Die führt, wir sind in Wien, erst einmal in den Prater. Dort muß man eine Type wie Erich finden (Georg Friedrich ist der Reibeisen-Schauspieler, ohne den es im österreichischen Film nicht geht), der da mit der Rumänin Nicoletta (Crina Semciuc) herumzieht (Georg radebrecht auf Italienisch mit ihr) und von einer Achterbahn träumt, die er wieder beleben will. Ein elender Schuppen, der allerdings den Fachausdruck „Wilde Maus“ trägt. Georg, der ohnedies nichts anderes zu tun hat, hilft ihm dabei, das Werkel zum Rennen zu bringen. Dafür borgt er sich Erichs altes Auto. Denn etwas will er doch – nach ein paar kleinen Sticheleien richtig, Rache nehmen.

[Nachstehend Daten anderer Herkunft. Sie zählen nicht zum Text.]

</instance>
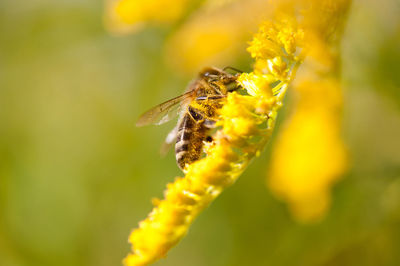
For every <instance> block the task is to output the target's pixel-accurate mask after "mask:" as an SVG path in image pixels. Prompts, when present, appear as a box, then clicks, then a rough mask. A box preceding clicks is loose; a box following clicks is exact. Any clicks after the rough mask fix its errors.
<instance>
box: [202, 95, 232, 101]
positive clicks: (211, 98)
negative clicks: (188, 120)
mask: <svg viewBox="0 0 400 266" xmlns="http://www.w3.org/2000/svg"><path fill="white" fill-rule="evenodd" d="M225 97H226V95H218V94H217V95H211V96H199V97H197V98H196V101H207V100H219V99H222V98H225Z"/></svg>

Da reicht es nicht mehr, einiges rund um die Villa des Ex-Chefs zu demolieren. Da fährt er diesem in mörderischer Absicht in dessen Ferienhaus (irgendwo im schneeverwehten Niederösterreich) nach. Der junge Mann, mit dem er ihn da überrascht (Denis Moschitto), den kennt der Kinozuseher übrigens schon. Der hat als Patient bei der therapierenden Gattin von Georg schon eine Geschichte – nachdem er ihr erst ins Gesicht gesagt hat, ihre Analysen seien nichts wert, hat er sie mit Blumen umworben und fast eine Romanze angefangen. Vermutlich, um zu vergessen, daß er eigentlich der schwule Geliebte von Georgs Chef ist.

 
Der Showdown mit Pistole im Ferienhaus ist unübertrefflich. Der fast nackte, von einem lächerlichen Kampf lädierte Hader, der sich suizidal in den Schnee hockt… wunderbar. (Da sieht man auch, wie hart der Beruf eines Schauspielers ist, der von einem Drehbuchautor und einem Regisseur so etwas auferlegt bekommt. Nur daß er selbst der Drehbuchautor und der Regisseur ist…)
Nachher dürfen alle aufatmen und dem Ende zueilen, das keines ist, aber es ist ja auch keine wahre Geschichte. Aber wunderbares Kino. Und was Hader wie nebenbei von den Krisen des Älterwerdens erzählt… das geht über die Lacher hinaus.